The value of x is equal to 5.

General Formulas and Concepts:

Pre-Algebra

• Distributive Property

Algebra I

Equality Properties

• Multiplication Property of Equality
• Division Property of Equality
• Addition Property of Equality
• Subtraction Property of Equality

Terms/Coefficients

• Expanding/Factoring

Domain

Explanation:

Step 1: Define

Identify given.

`\displaystyle (2)/(x - 3) = (5)/(x)`

Step 2: Examine

Since we have an x - 3 and x in the denominator, we must make sure the denominator cannot equal 0, or that would get us an undefined answer.

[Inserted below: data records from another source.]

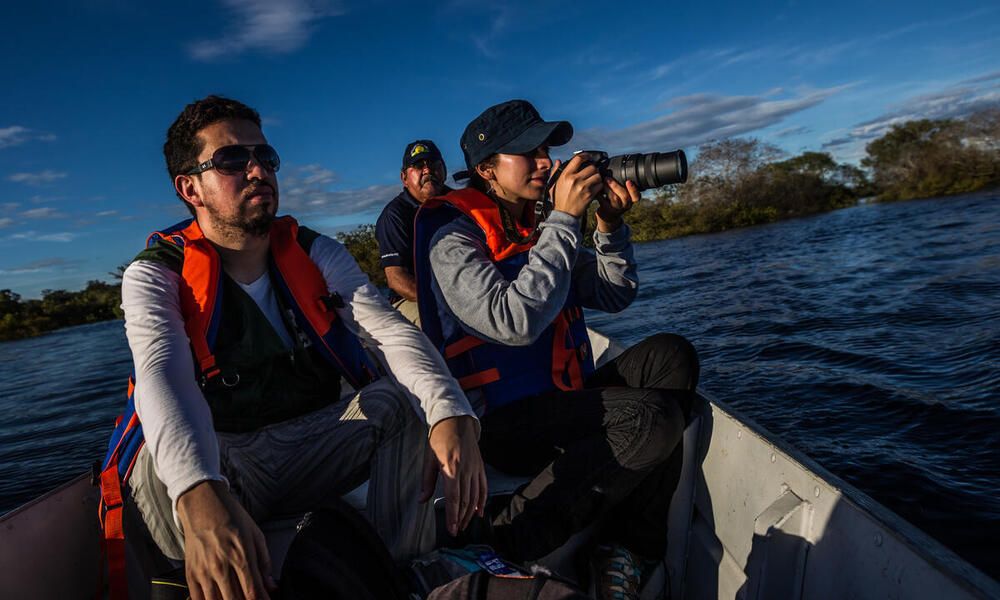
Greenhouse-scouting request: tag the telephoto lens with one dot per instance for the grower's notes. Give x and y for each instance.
(651, 170)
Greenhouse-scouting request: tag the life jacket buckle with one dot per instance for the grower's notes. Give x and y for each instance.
(332, 301)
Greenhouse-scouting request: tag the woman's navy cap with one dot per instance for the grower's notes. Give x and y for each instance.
(513, 127)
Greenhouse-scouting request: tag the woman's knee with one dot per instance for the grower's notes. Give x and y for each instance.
(650, 427)
(677, 358)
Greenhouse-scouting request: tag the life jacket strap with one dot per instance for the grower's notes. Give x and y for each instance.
(479, 379)
(565, 359)
(463, 345)
(110, 513)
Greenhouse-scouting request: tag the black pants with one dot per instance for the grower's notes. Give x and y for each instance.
(611, 450)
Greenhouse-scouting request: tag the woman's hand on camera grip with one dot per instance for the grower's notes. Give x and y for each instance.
(577, 187)
(615, 202)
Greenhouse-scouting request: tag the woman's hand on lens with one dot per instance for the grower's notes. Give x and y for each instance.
(615, 202)
(577, 187)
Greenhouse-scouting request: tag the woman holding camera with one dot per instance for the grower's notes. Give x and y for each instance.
(503, 301)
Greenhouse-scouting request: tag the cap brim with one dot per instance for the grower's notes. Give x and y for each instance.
(556, 133)
(422, 156)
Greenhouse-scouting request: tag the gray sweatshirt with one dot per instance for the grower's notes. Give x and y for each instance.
(473, 295)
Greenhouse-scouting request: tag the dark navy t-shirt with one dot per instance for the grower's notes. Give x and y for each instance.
(394, 231)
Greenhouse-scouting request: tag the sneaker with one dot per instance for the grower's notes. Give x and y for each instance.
(617, 574)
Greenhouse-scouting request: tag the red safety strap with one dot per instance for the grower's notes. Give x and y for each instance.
(565, 360)
(113, 544)
(463, 345)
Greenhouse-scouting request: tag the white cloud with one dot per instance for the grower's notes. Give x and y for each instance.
(45, 264)
(13, 135)
(16, 135)
(790, 131)
(34, 236)
(264, 25)
(46, 212)
(45, 176)
(305, 191)
(698, 118)
(961, 99)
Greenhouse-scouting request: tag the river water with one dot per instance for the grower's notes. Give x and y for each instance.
(869, 338)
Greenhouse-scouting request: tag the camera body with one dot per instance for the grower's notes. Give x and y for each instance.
(647, 171)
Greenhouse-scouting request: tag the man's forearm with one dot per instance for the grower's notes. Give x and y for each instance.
(402, 282)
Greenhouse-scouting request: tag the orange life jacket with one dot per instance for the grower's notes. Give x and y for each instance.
(295, 278)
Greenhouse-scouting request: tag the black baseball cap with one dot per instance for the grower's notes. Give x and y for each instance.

Therefore, our restrictions are that x ≠ 0, 3.

Step 3: Solve for x

1. [Multiplication Property of Equality] Cross-multiply:
   
   `\displaystyle 2x = 5(x - 3)`
2. [Distributive Property] Distribute 5:
   
   `\displaystyle 2x = 5x - 15`
3. [Subtraction Property of Equality] Subtract 5x on both sides:
   
   `\displaystyle -3x = -15`
4. [Division Property of Equality] Divide -3 on both sides:
   
   `\displaystyle x = 5`

Since 5 is not equal to 0 or 3, it can be our solution.

∴ we have found the value of x from the given rational function.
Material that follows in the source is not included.